/reproducibility_study

Repo for data collection, discussion, etc for a MoSDeF reproducibility study.

Primary LanguagePythonMIT LicenseMIT

Reproducibility Study

Repo for data collection, discussion, etc for a MoSDeF reproducibility study.

Installation

We use conda to manage our software environment, so you'll need a conda installation--we recommend miniconda with mamba.

Once conda and mamba are installed, the mosdef-study38 environment can be created by running:

mamba env create -f environment.yml

And the environment can be activated by running:

conda activate mosdef-study38

Installing simulation engines

The simulation engines used in this study require some additional setup. GROMACS, LAMMPS, HOOMD-blue, and Cassandra can be add to the environment by running:

mamba env update -f engines.yml

NOTE: For hoomd this installation may not work unless executed on a node with a GPU. To check GPU configuration run nvidia-smi. The hoomd gpu api version (python -c "import hoomd; print(hoomd.version.gpu_api_version)") should be the same as the cuda version.

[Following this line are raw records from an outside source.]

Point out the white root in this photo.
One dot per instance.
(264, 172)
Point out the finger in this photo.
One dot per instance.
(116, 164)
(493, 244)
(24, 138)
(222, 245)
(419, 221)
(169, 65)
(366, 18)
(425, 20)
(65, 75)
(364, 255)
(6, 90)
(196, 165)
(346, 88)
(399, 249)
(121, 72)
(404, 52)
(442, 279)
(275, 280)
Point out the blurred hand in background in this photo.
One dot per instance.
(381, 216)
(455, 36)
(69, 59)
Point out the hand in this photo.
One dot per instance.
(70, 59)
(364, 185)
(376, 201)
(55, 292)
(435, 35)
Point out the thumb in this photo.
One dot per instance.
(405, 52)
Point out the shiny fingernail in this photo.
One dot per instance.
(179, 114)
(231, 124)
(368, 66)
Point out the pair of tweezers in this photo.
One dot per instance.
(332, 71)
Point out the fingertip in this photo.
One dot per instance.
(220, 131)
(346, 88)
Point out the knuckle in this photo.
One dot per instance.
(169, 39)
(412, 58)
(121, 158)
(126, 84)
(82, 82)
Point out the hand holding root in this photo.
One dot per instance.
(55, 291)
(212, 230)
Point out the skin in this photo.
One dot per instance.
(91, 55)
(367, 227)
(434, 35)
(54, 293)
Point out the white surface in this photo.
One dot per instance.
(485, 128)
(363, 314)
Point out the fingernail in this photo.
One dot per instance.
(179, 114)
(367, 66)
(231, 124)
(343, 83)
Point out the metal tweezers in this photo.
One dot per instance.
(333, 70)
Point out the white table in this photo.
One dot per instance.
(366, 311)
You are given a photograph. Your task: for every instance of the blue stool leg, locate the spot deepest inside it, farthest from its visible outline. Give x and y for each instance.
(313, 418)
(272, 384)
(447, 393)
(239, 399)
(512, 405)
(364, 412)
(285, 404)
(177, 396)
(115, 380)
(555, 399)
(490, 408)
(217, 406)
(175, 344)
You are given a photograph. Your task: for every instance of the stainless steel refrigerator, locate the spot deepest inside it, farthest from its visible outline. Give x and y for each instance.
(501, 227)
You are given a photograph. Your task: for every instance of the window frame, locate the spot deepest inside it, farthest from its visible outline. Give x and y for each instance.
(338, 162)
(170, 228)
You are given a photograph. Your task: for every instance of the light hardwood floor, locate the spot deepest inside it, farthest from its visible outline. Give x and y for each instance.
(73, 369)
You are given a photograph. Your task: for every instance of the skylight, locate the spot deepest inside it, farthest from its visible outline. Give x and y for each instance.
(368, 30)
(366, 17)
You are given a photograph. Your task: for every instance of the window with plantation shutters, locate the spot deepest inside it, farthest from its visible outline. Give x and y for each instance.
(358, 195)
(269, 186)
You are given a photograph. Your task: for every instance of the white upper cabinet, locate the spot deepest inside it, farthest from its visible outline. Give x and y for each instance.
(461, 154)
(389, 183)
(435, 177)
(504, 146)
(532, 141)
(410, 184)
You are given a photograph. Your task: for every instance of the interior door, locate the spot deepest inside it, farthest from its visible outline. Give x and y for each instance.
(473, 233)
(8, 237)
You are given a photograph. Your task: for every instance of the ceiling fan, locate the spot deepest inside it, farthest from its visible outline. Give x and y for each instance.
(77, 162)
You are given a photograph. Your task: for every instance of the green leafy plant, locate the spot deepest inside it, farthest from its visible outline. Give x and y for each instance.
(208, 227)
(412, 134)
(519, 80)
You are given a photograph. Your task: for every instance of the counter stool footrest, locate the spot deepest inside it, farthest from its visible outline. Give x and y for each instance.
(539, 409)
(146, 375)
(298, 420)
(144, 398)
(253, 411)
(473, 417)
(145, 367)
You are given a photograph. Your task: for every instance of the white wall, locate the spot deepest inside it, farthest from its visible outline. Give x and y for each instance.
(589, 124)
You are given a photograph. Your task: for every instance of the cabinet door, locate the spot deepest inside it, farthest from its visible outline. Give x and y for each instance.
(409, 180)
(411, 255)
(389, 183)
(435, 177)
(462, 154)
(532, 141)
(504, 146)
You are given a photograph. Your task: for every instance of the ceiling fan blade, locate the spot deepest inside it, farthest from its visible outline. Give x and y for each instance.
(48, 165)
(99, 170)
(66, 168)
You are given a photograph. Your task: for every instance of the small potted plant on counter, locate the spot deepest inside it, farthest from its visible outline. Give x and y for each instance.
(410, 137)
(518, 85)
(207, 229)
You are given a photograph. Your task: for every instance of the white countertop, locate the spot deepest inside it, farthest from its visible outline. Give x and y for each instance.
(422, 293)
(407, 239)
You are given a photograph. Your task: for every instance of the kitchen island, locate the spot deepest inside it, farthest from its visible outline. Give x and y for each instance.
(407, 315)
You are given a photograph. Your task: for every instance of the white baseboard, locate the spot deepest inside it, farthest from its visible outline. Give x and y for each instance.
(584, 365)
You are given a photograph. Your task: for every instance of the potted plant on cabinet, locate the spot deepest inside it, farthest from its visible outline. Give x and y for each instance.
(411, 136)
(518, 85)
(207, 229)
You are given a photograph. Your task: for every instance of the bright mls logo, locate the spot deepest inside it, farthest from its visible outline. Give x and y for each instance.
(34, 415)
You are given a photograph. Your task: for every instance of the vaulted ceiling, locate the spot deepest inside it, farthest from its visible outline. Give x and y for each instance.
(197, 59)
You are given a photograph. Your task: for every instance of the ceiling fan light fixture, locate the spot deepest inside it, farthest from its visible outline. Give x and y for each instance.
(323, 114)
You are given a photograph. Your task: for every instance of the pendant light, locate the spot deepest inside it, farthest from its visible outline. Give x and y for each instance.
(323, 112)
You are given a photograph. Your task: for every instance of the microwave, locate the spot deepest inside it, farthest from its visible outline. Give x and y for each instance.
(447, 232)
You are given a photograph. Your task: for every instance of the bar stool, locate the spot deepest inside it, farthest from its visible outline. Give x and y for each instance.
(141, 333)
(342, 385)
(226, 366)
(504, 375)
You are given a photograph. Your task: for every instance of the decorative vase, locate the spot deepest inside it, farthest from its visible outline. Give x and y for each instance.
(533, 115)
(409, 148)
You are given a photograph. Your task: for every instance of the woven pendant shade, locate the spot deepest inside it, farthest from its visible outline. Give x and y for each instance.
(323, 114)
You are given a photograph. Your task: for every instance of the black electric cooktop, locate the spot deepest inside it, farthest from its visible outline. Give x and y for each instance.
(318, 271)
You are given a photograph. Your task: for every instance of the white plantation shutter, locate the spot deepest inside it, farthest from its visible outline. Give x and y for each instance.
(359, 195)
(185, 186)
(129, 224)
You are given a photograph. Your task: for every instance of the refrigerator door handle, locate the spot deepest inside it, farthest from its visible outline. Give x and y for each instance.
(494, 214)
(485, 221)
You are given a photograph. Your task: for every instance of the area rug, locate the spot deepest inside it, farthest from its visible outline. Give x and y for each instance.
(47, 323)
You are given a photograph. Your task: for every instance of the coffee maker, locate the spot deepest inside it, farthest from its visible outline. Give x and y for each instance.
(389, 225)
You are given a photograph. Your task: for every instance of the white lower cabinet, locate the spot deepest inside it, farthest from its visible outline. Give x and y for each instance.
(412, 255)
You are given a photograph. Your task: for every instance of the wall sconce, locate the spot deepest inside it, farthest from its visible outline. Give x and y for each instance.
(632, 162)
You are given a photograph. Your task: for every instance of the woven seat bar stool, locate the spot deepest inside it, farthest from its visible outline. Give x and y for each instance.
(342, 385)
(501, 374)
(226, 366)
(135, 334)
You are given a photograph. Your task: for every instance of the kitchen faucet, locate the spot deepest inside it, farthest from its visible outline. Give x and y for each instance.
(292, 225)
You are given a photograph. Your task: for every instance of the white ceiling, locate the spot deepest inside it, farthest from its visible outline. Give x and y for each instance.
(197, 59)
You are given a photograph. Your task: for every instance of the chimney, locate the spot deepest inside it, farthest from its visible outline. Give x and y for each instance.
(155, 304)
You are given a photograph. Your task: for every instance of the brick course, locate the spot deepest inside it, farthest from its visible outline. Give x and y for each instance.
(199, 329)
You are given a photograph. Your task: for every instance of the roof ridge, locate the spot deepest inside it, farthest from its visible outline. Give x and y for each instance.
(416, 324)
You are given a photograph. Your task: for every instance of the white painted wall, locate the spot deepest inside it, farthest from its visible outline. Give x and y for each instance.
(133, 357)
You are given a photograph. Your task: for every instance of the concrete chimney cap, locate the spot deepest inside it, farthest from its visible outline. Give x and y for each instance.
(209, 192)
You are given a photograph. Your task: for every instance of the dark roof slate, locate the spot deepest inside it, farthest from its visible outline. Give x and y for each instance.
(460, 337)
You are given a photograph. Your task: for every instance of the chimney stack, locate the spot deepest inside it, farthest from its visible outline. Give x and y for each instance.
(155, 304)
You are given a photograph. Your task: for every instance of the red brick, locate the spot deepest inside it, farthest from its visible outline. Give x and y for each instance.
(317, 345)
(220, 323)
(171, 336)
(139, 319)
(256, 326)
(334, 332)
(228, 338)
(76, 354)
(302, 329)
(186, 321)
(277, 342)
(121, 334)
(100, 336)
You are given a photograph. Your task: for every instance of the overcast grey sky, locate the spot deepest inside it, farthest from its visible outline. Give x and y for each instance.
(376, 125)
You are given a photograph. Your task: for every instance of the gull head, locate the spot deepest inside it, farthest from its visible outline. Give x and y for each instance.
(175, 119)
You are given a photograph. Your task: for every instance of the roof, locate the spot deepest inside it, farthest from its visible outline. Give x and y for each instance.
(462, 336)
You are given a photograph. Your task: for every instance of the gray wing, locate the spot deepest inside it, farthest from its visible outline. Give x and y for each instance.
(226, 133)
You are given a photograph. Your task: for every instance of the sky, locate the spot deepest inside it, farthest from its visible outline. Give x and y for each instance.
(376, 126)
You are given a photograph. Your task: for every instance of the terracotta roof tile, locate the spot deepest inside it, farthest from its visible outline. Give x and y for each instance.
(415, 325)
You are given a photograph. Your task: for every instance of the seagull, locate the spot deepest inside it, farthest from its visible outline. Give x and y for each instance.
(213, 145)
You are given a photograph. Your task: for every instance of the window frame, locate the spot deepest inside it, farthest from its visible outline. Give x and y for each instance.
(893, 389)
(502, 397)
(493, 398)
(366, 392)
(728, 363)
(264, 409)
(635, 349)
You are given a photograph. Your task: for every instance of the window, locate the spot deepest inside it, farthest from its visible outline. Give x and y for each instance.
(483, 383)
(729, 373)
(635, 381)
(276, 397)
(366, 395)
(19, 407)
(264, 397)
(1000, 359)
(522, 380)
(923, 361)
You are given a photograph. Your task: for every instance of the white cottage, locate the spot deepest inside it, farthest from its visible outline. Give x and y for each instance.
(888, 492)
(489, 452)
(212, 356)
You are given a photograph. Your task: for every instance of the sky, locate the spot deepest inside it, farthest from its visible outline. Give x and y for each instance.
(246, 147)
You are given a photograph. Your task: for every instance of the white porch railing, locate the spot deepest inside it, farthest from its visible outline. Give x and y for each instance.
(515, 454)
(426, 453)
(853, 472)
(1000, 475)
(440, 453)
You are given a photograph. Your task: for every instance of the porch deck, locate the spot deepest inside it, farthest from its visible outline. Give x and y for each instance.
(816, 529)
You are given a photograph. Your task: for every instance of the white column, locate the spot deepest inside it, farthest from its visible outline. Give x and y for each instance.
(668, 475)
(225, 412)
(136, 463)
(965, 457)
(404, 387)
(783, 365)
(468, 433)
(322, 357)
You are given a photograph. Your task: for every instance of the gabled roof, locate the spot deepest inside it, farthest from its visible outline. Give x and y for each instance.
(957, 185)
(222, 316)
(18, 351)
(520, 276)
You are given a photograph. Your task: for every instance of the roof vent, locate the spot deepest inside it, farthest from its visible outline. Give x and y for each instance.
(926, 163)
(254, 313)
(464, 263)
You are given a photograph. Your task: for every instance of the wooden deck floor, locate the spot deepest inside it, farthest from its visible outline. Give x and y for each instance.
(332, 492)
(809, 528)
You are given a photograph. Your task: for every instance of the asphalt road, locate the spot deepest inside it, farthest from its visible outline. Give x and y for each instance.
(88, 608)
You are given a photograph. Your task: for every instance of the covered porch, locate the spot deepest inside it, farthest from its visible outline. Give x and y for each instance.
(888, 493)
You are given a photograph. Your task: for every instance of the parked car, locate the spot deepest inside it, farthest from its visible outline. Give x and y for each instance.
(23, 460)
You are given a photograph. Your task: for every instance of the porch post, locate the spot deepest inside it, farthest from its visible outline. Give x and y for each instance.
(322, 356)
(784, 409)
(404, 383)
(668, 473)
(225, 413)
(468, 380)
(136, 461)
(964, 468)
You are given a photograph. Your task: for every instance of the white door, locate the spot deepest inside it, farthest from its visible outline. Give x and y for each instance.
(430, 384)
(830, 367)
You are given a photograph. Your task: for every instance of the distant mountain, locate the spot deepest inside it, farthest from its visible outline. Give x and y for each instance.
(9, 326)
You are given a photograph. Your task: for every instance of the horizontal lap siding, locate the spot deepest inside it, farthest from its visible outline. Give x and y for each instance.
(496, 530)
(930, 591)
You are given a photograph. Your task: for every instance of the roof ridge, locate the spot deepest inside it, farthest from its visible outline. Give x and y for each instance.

GOMC can be installed according to its documentation here.

MCCCS can be installed according to its documentation here.

Use

This project uses the Signac framework to manage its parameter space. Instructions for initializing and submitting/running the simulation and analysis workflows can be found in the project guide.

Sharing data

In order to share data between contributors, we use rclone to sync to a shared dropbox folder.

rclone can be installed without sudo permissions (as might be necessary, e.g., on a computing cluster) using conda:

conda install -c conda-forge rclone

Next rclone must be linked to dropbox. The next steps will use the remote name specified during the linking process. For the following examples we will use the name dropbox. If you forgot the name, you can use rclone listremotes.

Before syncing the workspace data, it is recommended to remove any empty job folders, as these will overwrite the data on dropbox. One way to do this is to remove the job folders of unused engines. We provide a bash script which can help(located in reproducibility_study/reproducibility_project/bin/clean_by_engine.sh). For example, to remove job folders for all engines EXCEPT hoomd, run:

bash bin/clean_by_engine.sh hoomd

Be careful when using this script as it could delete your data! Make sure to check which project (mosdef_reproducibility or lrc_shift_subproject) you are in using signac project. Before using it is advisable to make a backup and make sure that you spell/capitalize your engine the same way as in the statepoint.

Once your workspace contains only the data you want to sync, you can see how rclone would copy it to dropbox using the --dry-run flag:

rclone copy workspace dropbox:MoSDeF\ Repro\ Study\ Data/workspace --dry-run

The same command without --dry-run can be used to copy the data over.